An estate agent looking for business in Beijing yesterday

BEIJING (China Daily Show) – “I used to share a dorm in a subterranean cave with fifteen others in Beijing’s Fengtai District,” said construction worker Ai Laowei, 45. “But that was before I wrote a letter of mild complaint to my local government. After that, I got whisked straight into a black jail cell of my own.”

Ai didn’t stop there. “Once I got out, I produced a sculpture depicting my state of mind, using reclaimed building materials. Now I have an 11-year lease on a six-foot by four-foot room in central Beijing.”

As urban property prices skyrocket, creating fears of an unsustainable housing bubble, more and more Chinese like Ai are turning to casual dissidence in a bid to win a place in the capital’s increasingly crowded prisons.

“It’s first come, first screwed,” explained prison guard Lu Qian. “Get arrested next month and you’re looking at sharing a cell with about four other human rights lawyers and a couple of scholars. No one wants that.”

Timing is everything in Beijing’s volatile prison property market.

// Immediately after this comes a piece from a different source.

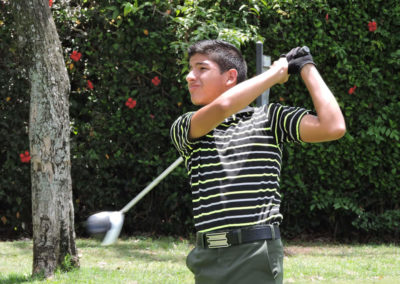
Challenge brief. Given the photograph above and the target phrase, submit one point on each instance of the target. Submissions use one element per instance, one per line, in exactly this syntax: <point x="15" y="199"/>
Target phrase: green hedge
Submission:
<point x="136" y="49"/>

Rising inflation rates of up to 5% have seen housewives, bored farmers and frustrated students post inflammatory remarks on microblogs and throw dead-eyed glances at passing policemen, all in the hope of being detained.

“The early adopters, like Liu Xiaobo, secured themselves a good stretch in solitary confinement,” noted Lu. “But I expect the later ones might not even have the luxury of a rigged trial.”

In the last four weeks, 28 individuals have been rewarded with their own grace-and-favor rooms in central Beijing, and 30 have vanished, including lawyers Teng Biao, Li Tiantian, Tang Jingling and Jiang Tianyong and activists Gu Chuan and Ye Du, believed whisked away to rural estates.

More than 200 citizens have been meanwhile told they don’t need to bother going to work any more or even leave the house, with security details providing a 24-hour home delivery service.